Awardee Interviews | Biography: Robert A. Childs

Robert A. Childs

Robert ChildsBob Childs began his 30 year career at the Massachusetts Institute of Technology in 1969 as an electronic technician in the Instrumentation Lab (Draper Lab) after completing his term of service in the US Air Force. There he assembled and tested miniature gyros for guidance systems used' on Poseidon Missiles and the Apollo Moon Mission. He quickly transferred to the Center for Space Research (CSR) the following year to begin work on the Lunar Surface Experiment that was one of the successful experiments of the Apollo 17 Mission, the last manned Moon mission of the Apollo Program. This experiment was used to map the Lunar surface for minerals and water using the Lunar Rover and a transmitter deployed as an interferometer system to look deep into the Lunar crust. The three-year development program took the team to various glacier fields around the world to test the prototype packages in an electrical environment large enough to represent the electrical properties of the Moon. With the successful completion of the Apollo Program at MIT Bob was asked by a professor who had seen his work to transfer to a new project that the professor was collaborating on.

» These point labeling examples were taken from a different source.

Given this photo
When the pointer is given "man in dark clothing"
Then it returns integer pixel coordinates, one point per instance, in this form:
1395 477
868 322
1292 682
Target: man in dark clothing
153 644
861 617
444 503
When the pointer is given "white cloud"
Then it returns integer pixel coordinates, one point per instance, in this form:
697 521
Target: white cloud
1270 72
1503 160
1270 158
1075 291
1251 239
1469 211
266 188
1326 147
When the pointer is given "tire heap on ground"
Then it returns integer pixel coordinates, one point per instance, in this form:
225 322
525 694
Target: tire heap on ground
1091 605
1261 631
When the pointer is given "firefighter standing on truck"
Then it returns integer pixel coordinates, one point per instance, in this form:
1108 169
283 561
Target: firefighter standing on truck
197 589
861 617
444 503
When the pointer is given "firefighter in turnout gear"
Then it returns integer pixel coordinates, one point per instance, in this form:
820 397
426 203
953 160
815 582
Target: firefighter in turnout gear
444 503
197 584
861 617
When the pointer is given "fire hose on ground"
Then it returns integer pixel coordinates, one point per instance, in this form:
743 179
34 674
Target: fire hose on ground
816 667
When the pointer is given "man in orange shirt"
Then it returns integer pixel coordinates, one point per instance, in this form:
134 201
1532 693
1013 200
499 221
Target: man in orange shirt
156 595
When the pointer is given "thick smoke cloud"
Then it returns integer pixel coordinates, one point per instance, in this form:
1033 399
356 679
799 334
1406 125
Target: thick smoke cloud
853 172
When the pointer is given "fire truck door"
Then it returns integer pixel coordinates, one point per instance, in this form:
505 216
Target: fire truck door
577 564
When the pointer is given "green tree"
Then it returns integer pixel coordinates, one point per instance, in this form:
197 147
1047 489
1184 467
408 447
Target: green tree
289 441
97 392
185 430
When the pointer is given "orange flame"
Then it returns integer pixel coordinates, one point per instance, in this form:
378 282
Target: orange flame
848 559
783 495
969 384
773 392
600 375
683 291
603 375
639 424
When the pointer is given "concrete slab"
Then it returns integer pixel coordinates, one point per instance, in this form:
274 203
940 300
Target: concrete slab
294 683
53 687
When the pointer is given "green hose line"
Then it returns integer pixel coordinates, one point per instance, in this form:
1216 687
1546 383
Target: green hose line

Starting first on loan from CSR to the Bitter National Magnet Lab, Bob got involved in the construction of the first of three major Tokamak Reactor Experiments that would last from 1971 to the present Alcator CMOD. After a year he transferred to full time to this project and soon began his career in vacuum technology. As an electronic technician, he was given the task of building the vacuum pump control system for Alcator A. Tokamak. This naturally required an understanding what vacuum is all about and how the various pumps operated. Thus began his OJT and with the help of numerous professors and engineers in the lab and a series of AVS short courses he was on his way to a ner career. As time went on the project grew and as new technicians. were added Bob was put in a supervisory roll and was promoted to full staff as the technical supervisor of the Alcator Vacuum Lab. With the success of Alcator A came Alcator C and a whole new level of sophistication in vacuum technology and control. Bob was very much in charge of the design and construction of the vacuum vessel and pumping system for Alcator C. This experiment made international news when it produced the first high density plasma to achieve the Lawson Criteria for density necessary for ignition of a fusion reactor. This would not be possible without the: clean UHV environment produced by the Alcator C vacuum system. The Alcator program has been and is today the leader in producing the low Z effective plasmas necessary for fusion research. Alcator CMOD continues in this lead as one of only two major fusion projects in operation in the US funded by the Department of Energy.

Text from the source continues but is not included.